I have had nearly two and a half years living in East Africa now and I can honestly say for much of that time I have had no idea what is going on around me! There are many reasons for this so I will try to explain.
Steve will tell you my hearing is getting worse. I’d say it’s more that my ability to tune out what doesn’t interest me is improving. We have a “shouty man” 500m from us on the Mityana Road who starts up at around quarter to six every morning and I don’t hear him until Steve points out that he’s started. If I bother to listen I hear him, otherwise I remain oblivious. There is dance music broadcast until the early hours most nights and I can successfully tune it out. But I do find the children here speak very softly – they are shy and may not be confident about their understanding of what I am asking so they whisper and I often miss what they are saying. I do lots of nodding and smiling. Some of the new teachers are also very shy but I am sure their confidence will increase and my conversations with them will be more rewarding.
There is also the barrier of language. The medium preferred by most of my work colleagues is Luganda – understandable as for most it is mother tongue and they can be more expressive. It would be hard work to have to speak English just because I am in the room when the discussion is not for me anyway, but it can still be quite isolating and oftentimes jokes are shared and I miss out. Learn Luganda is on my “to do” list but slips down each time I look at the myriad greetings for different classes of people, times of day, etc. There is no “catch all” greeting like the Kiswahili “Salama” or “Habari gani”. I usually can mange a “webale” – thank-you – but currently that’s my limit.

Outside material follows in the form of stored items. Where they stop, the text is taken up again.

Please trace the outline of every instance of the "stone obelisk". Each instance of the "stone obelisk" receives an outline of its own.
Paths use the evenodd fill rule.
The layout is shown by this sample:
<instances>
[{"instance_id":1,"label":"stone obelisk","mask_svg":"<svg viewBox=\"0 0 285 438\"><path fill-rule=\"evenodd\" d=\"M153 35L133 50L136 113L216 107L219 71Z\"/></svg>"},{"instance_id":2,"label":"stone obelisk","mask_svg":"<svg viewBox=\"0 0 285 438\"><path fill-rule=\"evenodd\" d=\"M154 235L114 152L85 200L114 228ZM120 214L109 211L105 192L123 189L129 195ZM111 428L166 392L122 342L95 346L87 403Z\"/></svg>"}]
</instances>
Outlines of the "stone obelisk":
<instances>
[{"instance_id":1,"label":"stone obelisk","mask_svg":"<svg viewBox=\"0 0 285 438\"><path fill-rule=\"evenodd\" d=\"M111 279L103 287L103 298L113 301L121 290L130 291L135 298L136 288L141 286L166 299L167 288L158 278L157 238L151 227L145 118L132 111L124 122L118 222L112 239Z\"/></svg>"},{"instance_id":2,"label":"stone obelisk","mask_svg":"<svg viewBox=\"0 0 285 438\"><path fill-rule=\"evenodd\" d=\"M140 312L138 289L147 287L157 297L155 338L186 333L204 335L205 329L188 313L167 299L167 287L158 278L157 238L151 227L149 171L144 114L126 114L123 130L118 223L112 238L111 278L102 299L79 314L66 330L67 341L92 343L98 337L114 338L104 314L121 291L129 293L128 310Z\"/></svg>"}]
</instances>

East Africans consider themselves to be very polite people, hence all the greeting that goes on. There is also a strict class system that has women and youngsters bowing and kneeling to those (often men) who consider themselves to be their betters. I suspect I often offend as an egalitarian Australian who rejects all that class nonsense. It’s lucky I’m as old as I am as that mitigates the offending slightly but I certainly do not like it when mothers, coming in to pay fees (or explain why they cannot pay fees yet), kneel on the floor in front of the Head Teacher’s desk. At least finding examples of Gender Discrimination is easy!
|Spot the gender socialisation|
As a consequence of wishing to be polite an East African will want to tell you what you want to hear even if it means presenting what we now know to be “Alternate Facts”. Yesterday we were told that the second delivery of bread to Quality Cuts would be there at 11:30, so we thought early lunch then head home. After a rather nice steak sandwich we went back to Quality Cuts – still no bread! We were assured the delivery had left Kisimenti and was on its way – a distance of 2 or 3 kilometres. It finally arrived at about 12:30 and we had our two sliced seed bread loaves and could head home to Kirimamboga about 1 o’clock. If the shop assistant had said it wouldn’t be there until 12:30 we could have gone up to Kisimenti ourselves to pick it up and been home by 12. The delivery driver must have been side-tracked or stopped somewhere for a chat. Inconveniencing other people never enters anyone’s head. (Mostly shown by inconsiderate – dangerous‼ - drivers and meandering pedestrians, bodaboda (motorbike taxi) riders, stock and herdsmen.) The bread wait followed a ½ hour wait in a queue in the bank to pay a deposit on our holiday in June and a 20 minute wait in Shoprite while a committee decided what to do about the lack of a record on the computer of the bar code on the John West Tuna and, no, knowing the shelf label said 13,200/= was not sufficient information. (I could actually see steam coming out of Steve’s ears as he could feel the tuna slipping out of his grasp).
|The crew at Don's, Lyantonde|
After many weeks of Askari Richard telling us we would soon have neighbours we finally do. Last weekend we returned from Lake Mburo to find people in Number 1 and today a family moved in to Number 3. So far we have the only car but if that changes things will get interesting. I can imagine the chaos trying to get out in the morning will become if we have 5 or more cars in the compound! And so far I’m not convinced on the locals’ average driving prowess and powers of organisation.
The students returned to school on Monday and have settled in nicely over the week. The new teachers have settled in too. We have had the CEO of School for Life visiting from Australia for the past fortnight so it’s all been “go”. Time now for me to get some solid M&E (monitoring and evaluation) strategies in place before we return to Australia for a visit in March /April. I’ll let you know how it goes.